Individuals in Idaho can apply for ITSAP and Lifeline when they go to apply for other welfare benefits, namely the food stamps program, through the DHW. When an application is filed for food stamps, the state automatically files an application on that person’s behalf to see if he or she qualify for the ITSAP program. Working under a contract with the private, nonprofit organization Community Action Partnership Association of Idaho (CAPA), DHW sends applications for ITSAP services to CAPA for review. If CAPA approves an applicant for the statewide ITSAP service, that person is then automatically qualified to receive the federal Lifeline benefit as well.
Century Link, a provider of landline telephone service in Idaho, is currently advertising the availability of subsidized telephone service and provides a toll free number that prospective recipients can call for more information. But, according to Sheri Davis, Century Link spokesperson, the company doesn’t actually field these calls. Rather, the number rings directly to CAPA so eligibility can be verified before Century Link gets involved.

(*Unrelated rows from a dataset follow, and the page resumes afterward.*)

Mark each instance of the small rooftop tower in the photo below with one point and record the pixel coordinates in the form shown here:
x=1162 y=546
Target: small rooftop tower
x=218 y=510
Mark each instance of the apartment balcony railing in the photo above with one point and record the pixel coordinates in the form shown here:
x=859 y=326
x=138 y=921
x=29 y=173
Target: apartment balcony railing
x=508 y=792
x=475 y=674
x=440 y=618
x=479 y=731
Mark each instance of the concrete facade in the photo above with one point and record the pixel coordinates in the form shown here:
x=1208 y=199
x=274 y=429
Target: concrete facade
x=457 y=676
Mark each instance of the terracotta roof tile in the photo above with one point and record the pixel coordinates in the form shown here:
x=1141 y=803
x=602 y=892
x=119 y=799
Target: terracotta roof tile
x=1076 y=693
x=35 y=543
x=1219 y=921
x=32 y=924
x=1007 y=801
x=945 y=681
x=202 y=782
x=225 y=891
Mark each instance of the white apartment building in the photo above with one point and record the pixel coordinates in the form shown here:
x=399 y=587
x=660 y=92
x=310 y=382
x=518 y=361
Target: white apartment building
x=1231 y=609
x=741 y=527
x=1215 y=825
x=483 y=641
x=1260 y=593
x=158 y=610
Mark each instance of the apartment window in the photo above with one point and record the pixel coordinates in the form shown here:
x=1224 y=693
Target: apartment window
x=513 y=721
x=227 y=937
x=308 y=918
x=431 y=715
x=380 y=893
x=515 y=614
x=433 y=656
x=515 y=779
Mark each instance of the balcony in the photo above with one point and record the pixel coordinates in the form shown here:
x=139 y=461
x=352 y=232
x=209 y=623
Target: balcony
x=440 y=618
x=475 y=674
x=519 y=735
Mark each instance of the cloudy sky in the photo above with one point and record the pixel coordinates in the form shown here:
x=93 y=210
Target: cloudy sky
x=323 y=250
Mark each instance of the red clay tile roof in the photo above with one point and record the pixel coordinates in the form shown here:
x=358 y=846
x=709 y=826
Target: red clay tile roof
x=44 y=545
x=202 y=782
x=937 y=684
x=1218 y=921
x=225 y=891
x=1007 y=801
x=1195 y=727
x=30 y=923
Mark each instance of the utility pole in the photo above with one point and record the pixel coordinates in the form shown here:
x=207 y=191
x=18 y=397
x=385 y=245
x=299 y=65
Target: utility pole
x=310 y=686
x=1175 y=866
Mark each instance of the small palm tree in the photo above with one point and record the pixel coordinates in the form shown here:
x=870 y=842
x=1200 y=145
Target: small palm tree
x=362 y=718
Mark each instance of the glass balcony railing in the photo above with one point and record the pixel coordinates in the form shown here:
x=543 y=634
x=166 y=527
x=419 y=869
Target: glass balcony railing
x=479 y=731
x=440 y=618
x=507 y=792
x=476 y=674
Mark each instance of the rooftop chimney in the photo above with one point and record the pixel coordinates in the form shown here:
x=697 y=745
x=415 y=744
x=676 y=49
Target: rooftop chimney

According to Forbing-Orr, the number of Idaho households receiving the ITSAP benefit has been decreasing since 2009. Yet given the near tripling of the cost of the program at the federal level in recent years, members of the U.S. Congress—in particular members of the U.S. House of Representatives—have engaged in serious discussions about reducing the amount of taxes that the program can collect from paying telephone customers.
“The Lifeline program is another example of the inability of the federal government to manage taxpayer money” U.S. Sen. Jim Risch told IdahoReporter.com. “I am pleased to see my colleagues in the House of Representatives working to defund this fraudulent and abusive program and I would support this effort in the Senate should it come to the floor.”